Dal canto nostro potremo anche utilizzare degli oggetti presenti sul terreno di scontro o nel nostro inventario (come delle bottiglie) per colpire i nemici, con l’intento di farli finire a terra dove potremo continuare a colpirli senza farci troppi problemi. L’unico limite che abbiamo è dato dalla barra della resistenza, motivo per cui dovremo dosare i colpi in modo tale da non trovarci a corto di energia. Anche se va detto che questa influisce più che altro sulla forza dei nostri attacchi, perchè potremo continuare a dispensare mazzate anche se saremo sfiniti.
Vincere le battaglie e superare i minigiochi ci serve per guadagnare denaro da spendere per acquistare alcune migliorie dal nostro venditore di fiducia; particolarmente divertenti sono alcune mosse che, se eseguite correttamente, sembrano più dei glitch che delle mosse studiate.
Segnali di Stile
Il mondo di Troublemaker è incredibilmente ricco e variegato per essere un titolo low budget; questo però si traduce in una qualità grafica medio-bassa. Tanto Budi quando i modelli degli altri studenti sono molto scarni e poco dettagliati, lo stesso vale per l’ambiente scolastico. Va detto che il tutto non incide sulla fruizione del gioco, ma potremmo ritenerlo quasi una caratteristica peculiare del titolo, che sfrutta il più classico dei “less is more”.
Questo si vede anche nel corso delle cut scene, che per lo più consistono in disegni dei vari personaggi in stile anime, che si succedono statici e accompagnano i dialoghi. Soltanto in occasione di momenti, dunque combattimenti, più importanti vengono utilizzate brevi scene animate, per contribuire a dare maggior enfasi al momento.

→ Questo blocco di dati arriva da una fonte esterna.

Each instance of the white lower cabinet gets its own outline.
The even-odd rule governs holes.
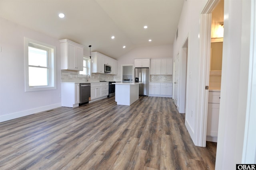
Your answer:
[[[148,96],[172,97],[172,83],[149,83]]]
[[[108,83],[91,83],[91,101],[106,98],[108,95]]]
[[[220,92],[209,92],[206,141],[217,142]]]
[[[108,83],[101,84],[102,96],[106,96],[108,95]]]
[[[75,83],[61,83],[61,106],[74,107],[80,101],[80,84]]]

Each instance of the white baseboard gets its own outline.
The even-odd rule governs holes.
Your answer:
[[[191,126],[190,126],[189,123],[186,119],[186,118],[185,119],[185,125],[186,126],[186,127],[187,128],[187,129],[188,131],[188,133],[189,133],[189,135],[190,135],[190,137],[191,137],[191,139],[193,141],[193,142],[194,142],[194,143],[195,144],[195,145],[196,145],[195,141],[194,141],[194,131],[192,128]]]
[[[46,111],[46,110],[50,110],[60,107],[61,107],[61,103],[2,115],[0,116],[0,122],[27,116],[28,115],[32,115],[41,111]]]
[[[90,103],[92,102],[96,102],[97,100],[101,100],[102,99],[104,99],[105,98],[107,98],[108,97],[107,96],[103,96],[103,97],[101,97],[100,98],[97,98],[96,99],[94,99],[93,100],[92,100],[89,101],[89,103]]]
[[[211,136],[206,136],[206,141],[210,142],[217,142],[218,137],[212,137]]]

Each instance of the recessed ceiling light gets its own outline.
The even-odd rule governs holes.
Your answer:
[[[60,13],[59,14],[59,17],[61,18],[64,18],[65,17],[65,14],[63,13]]]

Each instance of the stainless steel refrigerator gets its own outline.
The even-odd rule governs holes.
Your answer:
[[[140,84],[139,95],[148,96],[148,68],[135,68],[134,69],[135,82],[142,82]]]

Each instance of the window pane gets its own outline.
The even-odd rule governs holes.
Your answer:
[[[82,71],[80,71],[79,72],[79,74],[83,74],[83,75],[86,75],[86,68],[84,67],[83,68],[83,70]]]
[[[86,64],[87,61],[86,60],[84,60],[84,63],[83,63],[83,66],[84,67],[87,66],[87,64]]]
[[[28,67],[29,86],[48,86],[48,68]]]
[[[28,65],[47,66],[47,51],[28,47]]]

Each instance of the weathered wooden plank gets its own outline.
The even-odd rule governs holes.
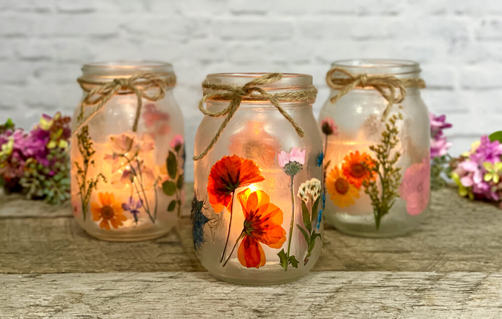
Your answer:
[[[3,316],[495,317],[502,274],[321,272],[273,286],[207,273],[0,276]]]
[[[500,270],[502,211],[450,189],[434,193],[432,206],[424,222],[403,237],[366,239],[326,230],[324,251],[314,270]],[[204,270],[186,218],[162,238],[123,243],[90,237],[72,217],[0,218],[0,247],[2,273]]]

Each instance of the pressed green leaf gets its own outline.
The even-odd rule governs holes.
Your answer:
[[[183,183],[185,182],[185,176],[182,174],[178,176],[178,180],[176,181],[176,187],[178,189],[181,189],[183,187]]]
[[[176,207],[176,201],[171,200],[171,202],[169,203],[169,205],[167,206],[168,211],[172,211],[174,210],[174,208]]]
[[[493,141],[498,141],[500,142],[502,142],[502,131],[497,131],[493,132],[490,134],[488,137],[490,139],[490,141],[491,142],[493,142]]]
[[[279,256],[279,264],[281,266],[286,269],[286,266],[288,264],[288,256],[284,248],[277,254],[277,256]]]
[[[171,151],[169,151],[169,155],[167,156],[167,172],[169,174],[169,177],[174,179],[176,178],[178,163],[176,162],[176,156]]]
[[[298,268],[298,261],[296,260],[296,257],[294,256],[289,256],[289,263],[291,264],[291,266],[293,266],[293,268]]]
[[[307,242],[307,246],[308,247],[308,246],[310,244],[310,236],[309,236],[309,233],[304,228],[303,228],[303,227],[302,227],[300,225],[296,225],[296,227],[298,228],[298,229],[299,229],[300,231],[301,232],[302,235],[303,235],[303,237],[305,237],[305,241]]]
[[[313,223],[314,221],[317,220],[317,214],[319,212],[317,211],[317,207],[319,207],[319,201],[321,199],[321,196],[319,196],[317,197],[317,199],[315,200],[314,202],[314,204],[312,205],[312,218],[310,220]]]
[[[310,244],[309,245],[309,252],[314,250],[314,247],[315,246],[315,240],[318,237],[321,238],[321,234],[319,233],[314,233],[310,237]]]
[[[312,225],[310,224],[310,214],[307,208],[305,202],[302,200],[302,217],[303,218],[303,225],[309,232],[312,231]]]
[[[162,190],[166,195],[172,196],[176,191],[176,184],[172,181],[166,180],[162,183]]]

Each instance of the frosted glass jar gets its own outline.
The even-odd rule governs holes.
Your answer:
[[[263,75],[209,74],[205,83],[240,87]],[[259,86],[273,94],[317,92],[306,74],[284,74]],[[256,100],[253,94],[260,93],[242,98],[214,147],[195,161],[194,246],[217,278],[250,284],[286,282],[307,273],[322,247],[322,142],[312,114],[315,93],[301,101],[279,99],[304,130],[303,138],[270,101]],[[230,101],[206,102],[206,109],[215,112]],[[204,118],[196,154],[205,149],[222,121]]]
[[[71,139],[75,218],[100,239],[161,236],[176,224],[184,198],[183,122],[172,95],[172,66],[118,61],[86,64],[82,71],[79,81],[84,97],[101,85],[133,79],[144,94],[141,110],[136,94],[126,84],[119,85],[98,110],[98,103],[75,110]],[[90,98],[105,97],[109,89]],[[156,100],[148,98],[156,96]]]
[[[420,72],[418,63],[408,61],[348,60],[332,66],[356,76],[392,76],[401,80],[419,79]],[[347,77],[340,72],[332,76]],[[383,114],[388,101],[370,86],[358,85],[334,104],[331,99],[339,90],[332,89],[321,111],[326,218],[343,233],[371,237],[403,235],[417,226],[427,209],[429,116],[420,89],[405,86],[405,99],[395,103],[386,117]],[[396,88],[395,96],[399,92]],[[396,145],[385,143],[383,134]],[[380,159],[375,151],[378,147],[382,148]]]

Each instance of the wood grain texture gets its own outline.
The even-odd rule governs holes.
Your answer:
[[[24,201],[34,211],[23,218],[0,217],[1,273],[204,270],[194,253],[187,218],[156,240],[109,243],[87,235],[71,216],[47,218],[39,211],[44,206],[33,202]],[[431,206],[424,222],[403,237],[361,238],[327,229],[324,251],[313,270],[500,271],[502,211],[462,198],[449,189],[434,193]],[[36,216],[37,211],[45,217]]]
[[[496,317],[502,274],[320,272],[273,286],[207,273],[0,276],[13,317]]]

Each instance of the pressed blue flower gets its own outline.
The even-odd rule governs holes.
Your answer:
[[[196,251],[200,249],[206,241],[204,239],[204,227],[210,220],[202,212],[204,201],[199,200],[196,196],[192,201],[192,235],[193,236],[193,248]]]
[[[143,201],[140,199],[136,201],[133,196],[129,197],[129,200],[127,203],[122,203],[122,209],[126,211],[129,211],[134,216],[134,221],[138,223],[138,215],[140,214],[138,210],[143,206]]]
[[[324,160],[324,153],[321,152],[317,155],[317,166],[319,167],[322,165],[322,162]]]
[[[322,220],[322,210],[319,209],[319,214],[317,214],[317,226],[316,228],[317,230],[319,230],[319,228],[321,227],[321,221]]]

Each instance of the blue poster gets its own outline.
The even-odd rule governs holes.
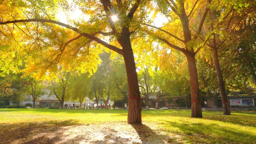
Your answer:
[[[253,99],[242,99],[242,103],[243,105],[254,105]]]

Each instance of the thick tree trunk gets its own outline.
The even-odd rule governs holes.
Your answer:
[[[253,83],[255,86],[256,86],[256,74],[255,74],[255,71],[253,68],[253,65],[252,64],[252,62],[251,62],[250,58],[248,56],[245,56],[244,58],[245,59],[246,64],[248,70],[249,70],[250,74],[252,76],[252,78],[253,81]]]
[[[83,104],[83,101],[79,101],[79,102],[80,102],[80,105],[79,107],[82,107],[82,104]]]
[[[62,95],[61,95],[61,108],[64,108],[64,97],[65,97],[65,92],[66,90],[66,86],[64,86],[62,88]]]
[[[195,54],[188,52],[185,53],[189,73],[191,95],[191,117],[202,117],[201,109],[201,96]]]
[[[223,76],[220,69],[220,62],[219,61],[219,56],[217,49],[212,49],[213,53],[213,59],[214,64],[215,65],[216,73],[218,78],[219,87],[220,88],[221,101],[222,102],[222,107],[223,107],[223,114],[224,115],[230,115],[230,111],[228,106],[228,97],[225,89],[225,83],[223,80]]]
[[[214,95],[213,97],[211,99],[211,101],[213,102],[213,108],[217,108],[218,107],[217,101],[218,96],[217,95]]]
[[[146,103],[146,108],[147,110],[149,110],[149,96],[147,96],[145,97],[145,103]]]
[[[134,62],[133,52],[131,46],[123,49],[124,59],[127,75],[129,92],[129,108],[128,123],[141,123],[141,98],[138,82]]]
[[[128,97],[126,96],[126,94],[124,94],[124,97],[126,101],[126,106],[128,107],[129,106],[129,99]]]
[[[35,108],[35,104],[36,103],[36,99],[33,99],[33,108]]]

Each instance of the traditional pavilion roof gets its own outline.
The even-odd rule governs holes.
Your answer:
[[[178,98],[191,98],[190,95],[159,95],[159,99],[177,99]]]

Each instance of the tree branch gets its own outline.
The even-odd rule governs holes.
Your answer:
[[[153,26],[152,25],[149,25],[148,24],[143,24],[145,25],[147,25],[148,26],[149,26],[149,27],[152,27],[153,28],[155,28],[157,29],[158,30],[160,30],[160,31],[162,31],[166,33],[167,34],[168,34],[170,36],[173,37],[174,38],[176,39],[177,39],[177,40],[180,41],[180,42],[182,42],[183,43],[185,43],[185,40],[179,38],[179,37],[176,37],[176,36],[173,35],[173,34],[170,33],[169,32],[168,32],[166,31],[165,31],[165,30],[164,30],[163,29],[162,29],[160,28],[159,28],[156,27],[155,27],[155,26]]]
[[[191,9],[191,10],[190,11],[189,14],[187,16],[188,18],[189,18],[189,16],[190,16],[190,15],[191,15],[191,13],[192,13],[192,12],[193,12],[193,11],[194,10],[194,9],[195,9],[196,5],[197,4],[197,2],[198,2],[199,1],[199,0],[196,0],[196,1],[195,3],[195,4],[194,4],[194,5],[193,6],[193,7],[192,7],[192,9]]]
[[[137,10],[140,3],[140,0],[137,0],[135,2],[135,3],[134,3],[134,5],[132,6],[132,7],[130,10],[127,15],[127,17],[130,19],[131,19],[133,17],[133,15],[134,15],[135,12]]]
[[[211,2],[211,0],[208,0],[208,3],[210,3]],[[206,16],[207,16],[207,13],[208,12],[208,10],[209,9],[208,8],[208,7],[206,7],[206,9],[205,9],[205,10],[204,12],[204,15],[203,15],[202,18],[202,20],[201,20],[201,21],[200,22],[199,26],[198,26],[198,31],[197,31],[196,34],[193,37],[193,39],[195,40],[197,39],[197,37],[198,36],[199,34],[200,34],[200,33],[201,33],[201,31],[202,30],[202,27],[203,24],[204,24],[204,20],[205,19]]]
[[[51,19],[20,19],[18,20],[14,20],[11,21],[7,21],[4,22],[0,22],[0,25],[3,25],[7,24],[14,24],[18,22],[48,22],[52,24],[55,24],[57,25],[65,27],[66,28],[68,28],[70,30],[72,30],[73,31],[76,31],[79,34],[83,35],[85,37],[86,37],[92,40],[94,40],[97,43],[100,43],[106,48],[113,50],[118,53],[122,55],[122,49],[118,48],[117,47],[109,45],[104,41],[100,39],[92,36],[90,34],[86,33],[82,33],[79,32],[78,29],[74,27],[72,27],[70,25],[65,24],[62,22],[61,22],[56,21],[52,20]]]

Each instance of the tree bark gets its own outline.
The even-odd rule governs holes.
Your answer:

Anche il comparto audio esemplifica questa scelta obbligata: soltanto Bundi e qualche altro personaggio è doppiato, ovviamente solo in lingua locale, mentre tutti gli altri emettono qualche suono nel corso del combattimento e basta. L’accompagnamento musicale è abbastanza generico e forse il gioco avrebbe meritato qualcosa di meglio, ma in fin dei conti ci basta il suono di un pugno ben assestato per essere soddisfatti.